La campagne congolaise n'a pas été isolée. Plusieurs autres anciennes colonies ont lancé des enquêtes similaires. En 1978, Amadou-Mahtar M'Bow, directeur de l'UNESCO et lui-même originaire du Sénégal, s'est prononcé sur la restitution des objets culturels. Il a souligné qu'être privé du patrimoine culturel équivalait à priver la mémoire collective et le chemin de la connaissance de soi. Le patrimoine culturel fait partie de l'être, a-t-il soutenu. Il a appelé à des accords bilatéraux entre les pays pour permettre le retour du patrimoine. Il a également souligné la responsabilité des institutions individuelles de partager les collections.

Ironiquement, c'est une convention de l'UNESCO qui a incité M'Bow à adopter cette position. En 1970, une convention sur le commerce illicite des biens culturels avait été établie, qui aurait également pu s'étendre à l'(ancien) patrimoine colonial. Cependant, lors des négociations de la convention, il est apparu clairement que les anciennes puissances coloniales ne voulaient pas entrer dans le débat sur la restitution des biens culturels. Résultat :la convention n'a pas été appliquée rétroactivement et aucune solution n'a été élaborée pour la question de la restitution. M'Bow a alors pris position de son propre chef. Mais cela restait un problème. De nouvelles conventions internationales, comme UNIDROIT 1995, ont également dansé autour de la question.

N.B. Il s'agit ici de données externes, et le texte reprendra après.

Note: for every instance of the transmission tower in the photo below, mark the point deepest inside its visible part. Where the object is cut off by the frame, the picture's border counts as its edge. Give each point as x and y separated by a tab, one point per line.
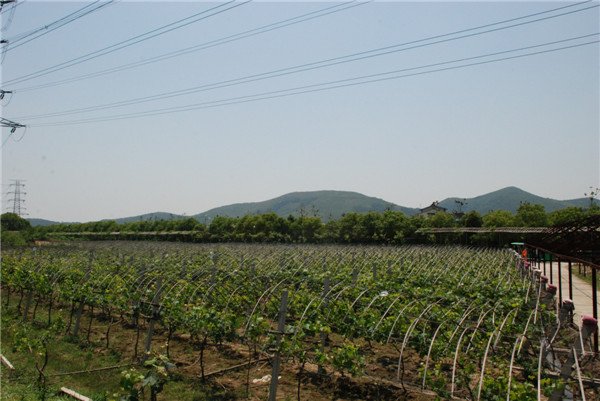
17	201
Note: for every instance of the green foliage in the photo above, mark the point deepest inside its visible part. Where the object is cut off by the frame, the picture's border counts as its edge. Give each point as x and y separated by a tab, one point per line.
347	358
13	222
441	219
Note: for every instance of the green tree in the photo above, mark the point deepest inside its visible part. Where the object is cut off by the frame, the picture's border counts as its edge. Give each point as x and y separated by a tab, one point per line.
13	222
393	226
441	219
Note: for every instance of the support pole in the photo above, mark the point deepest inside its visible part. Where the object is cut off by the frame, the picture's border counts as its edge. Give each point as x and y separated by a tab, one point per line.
570	280
559	282
277	357
551	272
155	300
595	305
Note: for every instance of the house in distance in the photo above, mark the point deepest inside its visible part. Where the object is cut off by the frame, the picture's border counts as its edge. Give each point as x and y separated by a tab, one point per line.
431	210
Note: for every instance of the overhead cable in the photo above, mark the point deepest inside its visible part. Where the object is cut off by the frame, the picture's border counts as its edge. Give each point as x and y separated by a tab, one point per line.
295	69
343	83
130	42
206	45
82	12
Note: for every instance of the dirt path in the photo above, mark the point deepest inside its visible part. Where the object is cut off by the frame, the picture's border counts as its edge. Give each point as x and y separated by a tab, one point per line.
582	290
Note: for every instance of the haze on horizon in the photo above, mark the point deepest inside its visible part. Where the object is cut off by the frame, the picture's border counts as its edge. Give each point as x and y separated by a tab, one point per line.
386	99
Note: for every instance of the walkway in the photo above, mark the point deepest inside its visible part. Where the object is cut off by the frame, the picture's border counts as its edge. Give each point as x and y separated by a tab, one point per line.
582	290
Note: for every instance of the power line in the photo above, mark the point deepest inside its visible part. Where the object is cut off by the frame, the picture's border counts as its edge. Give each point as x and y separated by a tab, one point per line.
303	67
82	12
17	201
129	42
13	128
206	45
361	80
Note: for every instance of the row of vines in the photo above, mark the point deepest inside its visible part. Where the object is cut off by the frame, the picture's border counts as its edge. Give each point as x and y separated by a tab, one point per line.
452	321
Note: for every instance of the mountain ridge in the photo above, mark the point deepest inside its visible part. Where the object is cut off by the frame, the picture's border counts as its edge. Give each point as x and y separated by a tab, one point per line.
333	204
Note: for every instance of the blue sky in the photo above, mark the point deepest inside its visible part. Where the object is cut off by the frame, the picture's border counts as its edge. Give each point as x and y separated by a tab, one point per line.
415	126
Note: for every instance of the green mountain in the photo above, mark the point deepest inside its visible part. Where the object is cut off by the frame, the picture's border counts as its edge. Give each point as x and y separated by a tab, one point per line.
509	199
334	204
327	205
149	217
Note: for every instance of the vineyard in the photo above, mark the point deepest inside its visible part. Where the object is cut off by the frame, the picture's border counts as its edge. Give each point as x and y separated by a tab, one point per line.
207	321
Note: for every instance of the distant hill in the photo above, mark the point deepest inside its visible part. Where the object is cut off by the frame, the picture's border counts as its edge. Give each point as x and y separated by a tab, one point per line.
334	204
327	205
509	199
43	222
149	217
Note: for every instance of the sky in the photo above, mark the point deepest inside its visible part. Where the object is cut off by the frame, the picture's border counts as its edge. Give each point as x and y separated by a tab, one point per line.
144	106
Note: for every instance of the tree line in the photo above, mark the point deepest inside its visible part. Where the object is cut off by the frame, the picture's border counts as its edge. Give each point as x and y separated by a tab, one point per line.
389	227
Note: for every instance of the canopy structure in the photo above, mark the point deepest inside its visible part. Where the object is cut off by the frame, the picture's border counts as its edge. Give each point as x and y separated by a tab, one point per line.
578	241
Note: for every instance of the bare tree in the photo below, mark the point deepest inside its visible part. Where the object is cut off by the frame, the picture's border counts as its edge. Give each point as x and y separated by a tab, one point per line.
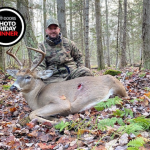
146	33
123	49
86	24
2	51
107	32
29	37
100	57
61	16
118	33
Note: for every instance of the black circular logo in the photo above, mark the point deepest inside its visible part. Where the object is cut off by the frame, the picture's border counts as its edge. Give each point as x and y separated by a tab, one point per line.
12	26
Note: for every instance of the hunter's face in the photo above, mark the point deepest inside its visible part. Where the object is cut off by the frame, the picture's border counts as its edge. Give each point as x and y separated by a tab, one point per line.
53	31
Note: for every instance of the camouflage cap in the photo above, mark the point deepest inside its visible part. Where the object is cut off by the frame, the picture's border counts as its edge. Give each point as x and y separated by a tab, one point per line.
52	21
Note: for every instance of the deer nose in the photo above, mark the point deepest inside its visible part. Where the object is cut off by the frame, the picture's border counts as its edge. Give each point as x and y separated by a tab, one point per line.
13	88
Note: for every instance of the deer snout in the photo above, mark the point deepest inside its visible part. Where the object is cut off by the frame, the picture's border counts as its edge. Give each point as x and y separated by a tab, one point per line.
13	88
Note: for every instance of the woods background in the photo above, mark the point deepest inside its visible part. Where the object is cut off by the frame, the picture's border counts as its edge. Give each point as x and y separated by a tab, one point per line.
108	32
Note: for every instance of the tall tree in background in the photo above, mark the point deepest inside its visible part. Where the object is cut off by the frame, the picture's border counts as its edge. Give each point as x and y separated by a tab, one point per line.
61	16
29	37
123	49
118	33
100	57
2	51
146	33
86	24
107	32
70	7
44	16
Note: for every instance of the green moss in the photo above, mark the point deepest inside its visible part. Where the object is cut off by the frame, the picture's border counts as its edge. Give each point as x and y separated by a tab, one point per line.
112	72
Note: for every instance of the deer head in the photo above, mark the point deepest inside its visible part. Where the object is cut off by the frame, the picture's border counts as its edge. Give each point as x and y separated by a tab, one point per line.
27	77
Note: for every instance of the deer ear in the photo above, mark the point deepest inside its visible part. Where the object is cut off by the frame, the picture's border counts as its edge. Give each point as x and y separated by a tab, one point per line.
12	72
44	74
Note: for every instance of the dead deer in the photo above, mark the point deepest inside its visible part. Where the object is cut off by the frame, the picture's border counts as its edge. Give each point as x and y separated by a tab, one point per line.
64	97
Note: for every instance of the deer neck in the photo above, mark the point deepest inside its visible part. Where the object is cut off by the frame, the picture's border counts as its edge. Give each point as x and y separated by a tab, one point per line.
32	96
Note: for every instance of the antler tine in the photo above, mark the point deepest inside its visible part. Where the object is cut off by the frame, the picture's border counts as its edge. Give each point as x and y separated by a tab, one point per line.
43	56
9	52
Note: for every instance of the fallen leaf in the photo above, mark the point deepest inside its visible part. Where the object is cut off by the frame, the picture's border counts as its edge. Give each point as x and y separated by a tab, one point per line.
63	97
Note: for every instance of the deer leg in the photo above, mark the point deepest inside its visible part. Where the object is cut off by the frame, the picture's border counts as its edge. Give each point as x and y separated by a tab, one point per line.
49	110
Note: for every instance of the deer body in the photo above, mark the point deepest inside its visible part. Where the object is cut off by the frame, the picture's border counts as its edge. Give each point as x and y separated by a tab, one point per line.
70	96
65	97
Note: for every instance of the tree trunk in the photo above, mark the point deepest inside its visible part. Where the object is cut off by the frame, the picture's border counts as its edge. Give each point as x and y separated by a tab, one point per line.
123	49
118	34
61	16
29	37
100	57
107	32
87	55
44	16
2	51
146	33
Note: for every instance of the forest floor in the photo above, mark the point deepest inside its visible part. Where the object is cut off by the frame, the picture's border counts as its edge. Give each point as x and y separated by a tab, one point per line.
117	124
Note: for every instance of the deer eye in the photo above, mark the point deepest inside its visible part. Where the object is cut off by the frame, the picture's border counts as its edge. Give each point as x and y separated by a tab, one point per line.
28	77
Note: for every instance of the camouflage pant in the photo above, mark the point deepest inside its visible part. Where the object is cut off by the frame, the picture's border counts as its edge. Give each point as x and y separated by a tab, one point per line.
59	76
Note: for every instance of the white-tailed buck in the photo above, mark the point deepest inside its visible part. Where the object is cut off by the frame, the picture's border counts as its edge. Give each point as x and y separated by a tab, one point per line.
64	97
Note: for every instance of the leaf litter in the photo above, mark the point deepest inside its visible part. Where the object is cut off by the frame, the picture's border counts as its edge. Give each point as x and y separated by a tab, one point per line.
107	128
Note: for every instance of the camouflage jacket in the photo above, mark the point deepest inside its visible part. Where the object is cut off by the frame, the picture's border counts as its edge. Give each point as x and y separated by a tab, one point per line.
62	58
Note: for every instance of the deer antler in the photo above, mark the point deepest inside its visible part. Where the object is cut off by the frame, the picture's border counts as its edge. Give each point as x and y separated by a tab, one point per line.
43	55
9	52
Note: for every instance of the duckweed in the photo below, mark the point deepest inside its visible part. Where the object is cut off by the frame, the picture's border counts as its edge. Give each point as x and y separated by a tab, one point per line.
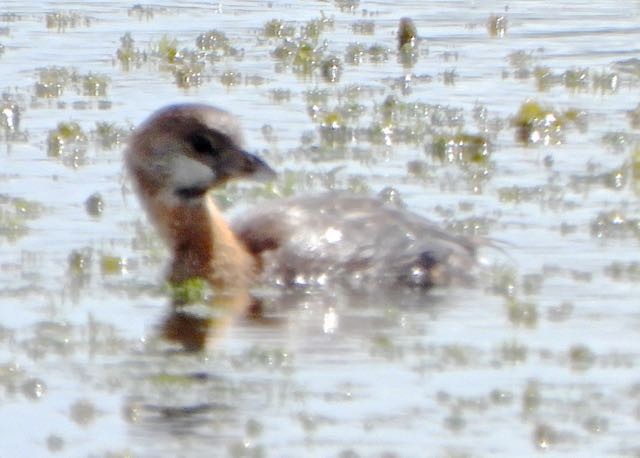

Comment la question de la restitution de l'art congolais est-elle redevenue d'actualité ? La première raison est que la question n'a jamais été abordée de manière satisfaisante depuis les années 1960. Tant qu'il n'y a pas de directives et de procédures généralement acceptées, la demande de remboursement est un compte qui restera ouvert. Deuxièmement, les communautés croissantes de la diaspora jouent un rôle croissant dans ces discussions. Ils ont de nouveau attiré l'attention sur l'histoire problématique de l'acquisition et la présentation de ces collections coloniales.

La rénovation et la réouverture récentes de l'AfricaMuseum de Tervuren ont également eu un grand impact. Cela montre que la restitution est également ancrée dans les débats sur la décolonisation des musées. Soixante ans après l'indépendance du Congo, ils jouent toujours un rôle important dans la représentation du patrimoine congolais.

Enfin, il y a aussi une question plus large dans les débats de restitution, à savoir la reconnaissance des dommages que le colonialisme a causés aux cultures africaines. Les questions sur la restitution du patrimoine s'inscrivent dans un débat plus large. Dans le cas de la Belgique, le débat porte sur la reconnaissance de culpabilité et de responsabilité pour ce qui s'est passé entre 1885 et l'indépendance en 1960 au Congo et dans ce qui était alors le Ruanda-Urundi.